Is there an isomorphism from a smooth vector bundle $E$ and its double dual bundle $E^{**}$ which doesn't depend on a bundle metric on $E$?

Question

I want to show that the map $F:(E,\pi)\rightarrow (E^{**},\pi^{**})$ define fiberwise to be $F\vert_{E_p}(v)=ev_v$ (where $ev_v:E_p^*\rightarrow\mathbb{R}$ sends $w\mapsto w(v)$ ) is a smooth bundle homomorphism. I know there already exists an isomorphism by virtue of the fact that every vector bundle admits a metric, but I want to see if this $F$ works. I'm stuck on the smooth part, it's clear, at least to me, that it's fiberwise linear, and that $\pi^{**}F=\pi$

Answer 1

Of course. This is just the vector space double duality elevated to the bundle level; it is a completely metric-independent notion.

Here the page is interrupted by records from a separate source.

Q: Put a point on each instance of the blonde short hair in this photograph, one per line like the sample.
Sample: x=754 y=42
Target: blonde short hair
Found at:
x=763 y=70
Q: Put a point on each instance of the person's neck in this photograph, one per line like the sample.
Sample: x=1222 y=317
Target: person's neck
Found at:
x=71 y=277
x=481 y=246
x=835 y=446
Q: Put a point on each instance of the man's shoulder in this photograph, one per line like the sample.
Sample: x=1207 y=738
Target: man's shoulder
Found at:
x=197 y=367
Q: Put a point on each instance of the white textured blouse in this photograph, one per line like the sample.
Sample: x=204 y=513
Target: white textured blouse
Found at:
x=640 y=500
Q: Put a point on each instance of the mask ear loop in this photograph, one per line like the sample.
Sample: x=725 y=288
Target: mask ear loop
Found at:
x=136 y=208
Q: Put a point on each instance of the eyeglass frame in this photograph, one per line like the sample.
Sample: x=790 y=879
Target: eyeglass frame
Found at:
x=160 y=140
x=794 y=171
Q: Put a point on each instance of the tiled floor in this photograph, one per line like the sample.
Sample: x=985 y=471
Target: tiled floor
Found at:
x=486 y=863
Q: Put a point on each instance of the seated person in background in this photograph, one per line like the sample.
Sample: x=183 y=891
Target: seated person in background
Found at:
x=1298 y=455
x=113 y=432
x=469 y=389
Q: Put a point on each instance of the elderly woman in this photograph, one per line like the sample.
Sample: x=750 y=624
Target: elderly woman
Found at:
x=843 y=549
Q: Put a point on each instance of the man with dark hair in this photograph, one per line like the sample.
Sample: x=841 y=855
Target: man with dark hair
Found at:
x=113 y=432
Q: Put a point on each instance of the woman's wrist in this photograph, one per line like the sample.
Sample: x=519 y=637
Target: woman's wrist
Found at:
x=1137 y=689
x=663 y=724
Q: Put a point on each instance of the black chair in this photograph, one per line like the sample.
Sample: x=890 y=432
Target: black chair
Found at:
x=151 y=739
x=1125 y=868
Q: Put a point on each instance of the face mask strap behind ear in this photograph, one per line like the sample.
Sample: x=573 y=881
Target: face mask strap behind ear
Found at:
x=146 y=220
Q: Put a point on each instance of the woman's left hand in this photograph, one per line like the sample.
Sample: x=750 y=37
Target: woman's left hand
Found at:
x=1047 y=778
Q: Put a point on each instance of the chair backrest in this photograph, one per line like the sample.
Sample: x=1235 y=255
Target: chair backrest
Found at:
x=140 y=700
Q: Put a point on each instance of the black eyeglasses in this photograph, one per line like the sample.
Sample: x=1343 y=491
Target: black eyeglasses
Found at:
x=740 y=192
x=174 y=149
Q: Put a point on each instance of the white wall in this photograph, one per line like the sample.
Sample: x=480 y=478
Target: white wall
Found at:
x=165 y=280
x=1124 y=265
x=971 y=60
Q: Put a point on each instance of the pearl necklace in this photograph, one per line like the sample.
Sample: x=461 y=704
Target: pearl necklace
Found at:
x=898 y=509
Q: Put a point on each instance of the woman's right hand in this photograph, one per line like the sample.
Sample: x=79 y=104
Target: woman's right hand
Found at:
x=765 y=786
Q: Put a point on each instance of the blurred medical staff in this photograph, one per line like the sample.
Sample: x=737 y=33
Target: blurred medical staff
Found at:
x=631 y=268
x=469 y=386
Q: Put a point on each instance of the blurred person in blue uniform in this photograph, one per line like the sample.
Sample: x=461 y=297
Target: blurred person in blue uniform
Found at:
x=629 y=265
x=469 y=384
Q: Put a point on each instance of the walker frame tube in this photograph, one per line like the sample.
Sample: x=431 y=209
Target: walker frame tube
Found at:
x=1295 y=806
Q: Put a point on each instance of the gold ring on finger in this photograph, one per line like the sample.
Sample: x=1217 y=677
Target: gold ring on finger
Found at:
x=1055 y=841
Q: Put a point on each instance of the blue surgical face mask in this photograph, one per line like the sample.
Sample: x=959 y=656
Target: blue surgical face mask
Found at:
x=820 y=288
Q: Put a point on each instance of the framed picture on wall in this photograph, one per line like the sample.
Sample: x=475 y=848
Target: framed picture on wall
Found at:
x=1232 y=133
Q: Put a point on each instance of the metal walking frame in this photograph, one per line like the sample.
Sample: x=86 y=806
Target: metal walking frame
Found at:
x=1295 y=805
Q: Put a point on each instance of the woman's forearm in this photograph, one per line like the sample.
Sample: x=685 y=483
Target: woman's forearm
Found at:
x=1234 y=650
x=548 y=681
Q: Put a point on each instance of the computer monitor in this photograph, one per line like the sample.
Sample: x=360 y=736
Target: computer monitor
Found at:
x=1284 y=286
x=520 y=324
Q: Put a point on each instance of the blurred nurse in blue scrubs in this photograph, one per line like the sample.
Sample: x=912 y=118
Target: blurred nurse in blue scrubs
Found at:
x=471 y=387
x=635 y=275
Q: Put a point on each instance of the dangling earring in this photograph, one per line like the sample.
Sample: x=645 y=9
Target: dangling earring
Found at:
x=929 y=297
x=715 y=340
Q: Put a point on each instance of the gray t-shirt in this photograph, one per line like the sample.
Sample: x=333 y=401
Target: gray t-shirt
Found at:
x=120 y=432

The canonical map $\iota_E:E\to E^{**}$ is clearly bijective (because on each fiber we have a linear isomorphism). Smoothness is a local condition, so we can work one local trivialization at a time; we may thus assume $M$ is open in some $\Bbb{R}^k$, $E=M\times V$ is a trivial vector bundle and then $E^{**}=M\times V^{**}$, and the map $\iota_E$ becomes (i.e once you compose with the vector bundle chart on the domain and target) $M\times V\to M\times V^{**}$, $(x,v)\mapsto (x,\iota_V(v))$. This is clearly a smooth map (it’s even linear in the second component).

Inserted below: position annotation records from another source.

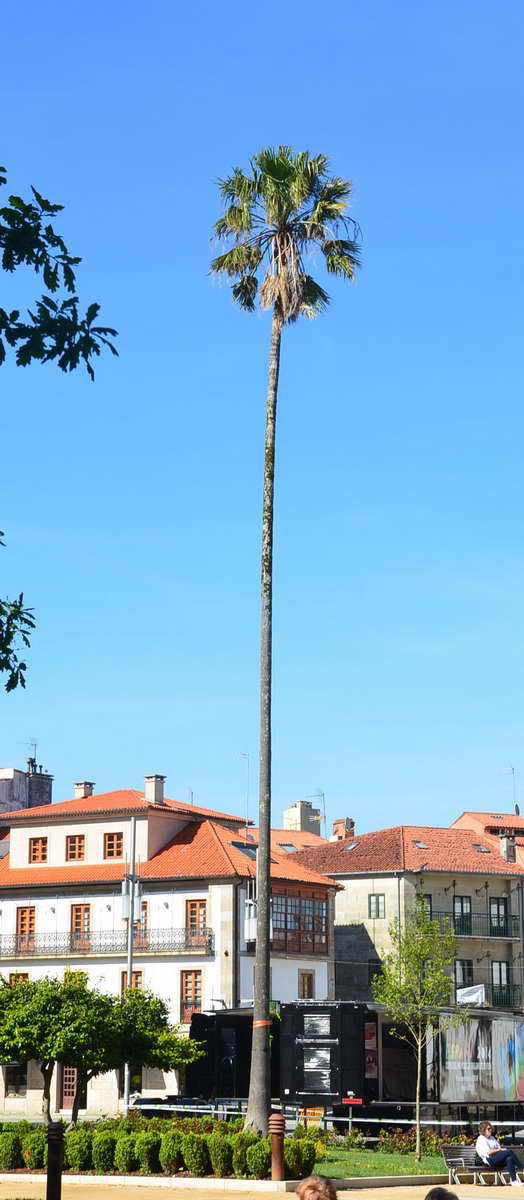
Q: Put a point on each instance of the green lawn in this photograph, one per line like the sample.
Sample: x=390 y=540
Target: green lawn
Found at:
x=342 y=1164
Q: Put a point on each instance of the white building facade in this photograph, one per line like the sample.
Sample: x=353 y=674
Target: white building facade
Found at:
x=61 y=909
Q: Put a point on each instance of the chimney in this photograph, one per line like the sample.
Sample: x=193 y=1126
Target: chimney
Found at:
x=509 y=849
x=343 y=828
x=83 y=789
x=154 y=789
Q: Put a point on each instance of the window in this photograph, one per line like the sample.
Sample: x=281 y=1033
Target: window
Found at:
x=428 y=905
x=25 y=928
x=374 y=967
x=140 y=935
x=136 y=979
x=196 y=922
x=498 y=917
x=190 y=994
x=462 y=916
x=16 y=1078
x=113 y=845
x=37 y=850
x=306 y=984
x=299 y=922
x=377 y=905
x=464 y=972
x=80 y=927
x=74 y=847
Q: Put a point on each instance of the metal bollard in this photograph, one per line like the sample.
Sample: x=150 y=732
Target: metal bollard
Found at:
x=276 y=1126
x=54 y=1161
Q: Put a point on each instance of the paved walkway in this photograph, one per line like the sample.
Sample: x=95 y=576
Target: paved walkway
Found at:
x=24 y=1188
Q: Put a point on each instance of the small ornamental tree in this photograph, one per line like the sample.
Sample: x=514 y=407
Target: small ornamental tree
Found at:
x=66 y=1021
x=414 y=985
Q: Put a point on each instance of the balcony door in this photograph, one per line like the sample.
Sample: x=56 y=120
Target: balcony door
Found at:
x=462 y=916
x=196 y=922
x=498 y=916
x=80 y=927
x=25 y=929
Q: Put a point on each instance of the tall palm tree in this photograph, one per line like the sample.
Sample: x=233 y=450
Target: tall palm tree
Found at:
x=287 y=207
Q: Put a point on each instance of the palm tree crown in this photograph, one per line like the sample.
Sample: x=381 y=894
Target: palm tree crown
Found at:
x=276 y=216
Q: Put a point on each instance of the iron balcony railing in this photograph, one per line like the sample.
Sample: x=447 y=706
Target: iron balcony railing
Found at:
x=145 y=941
x=479 y=924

Hence, $\iota_E:E\to E^{**}$ is a smooth vector bundle map over $M$ which is a fiberwise isomorphism. By abstract reasoning, you can deduce the inverse is also smooth; though in this case, you can see easily that the inverse is locally given by $M\times V^{**}\to M\times V$, $(x,\zeta)\mapsto (x,\iota_V^{-1}(\zeta))$ which is smooth (again it’s even linear in the second argument). Hence, $\iota_E$ gives an isomorphism of vector bundles.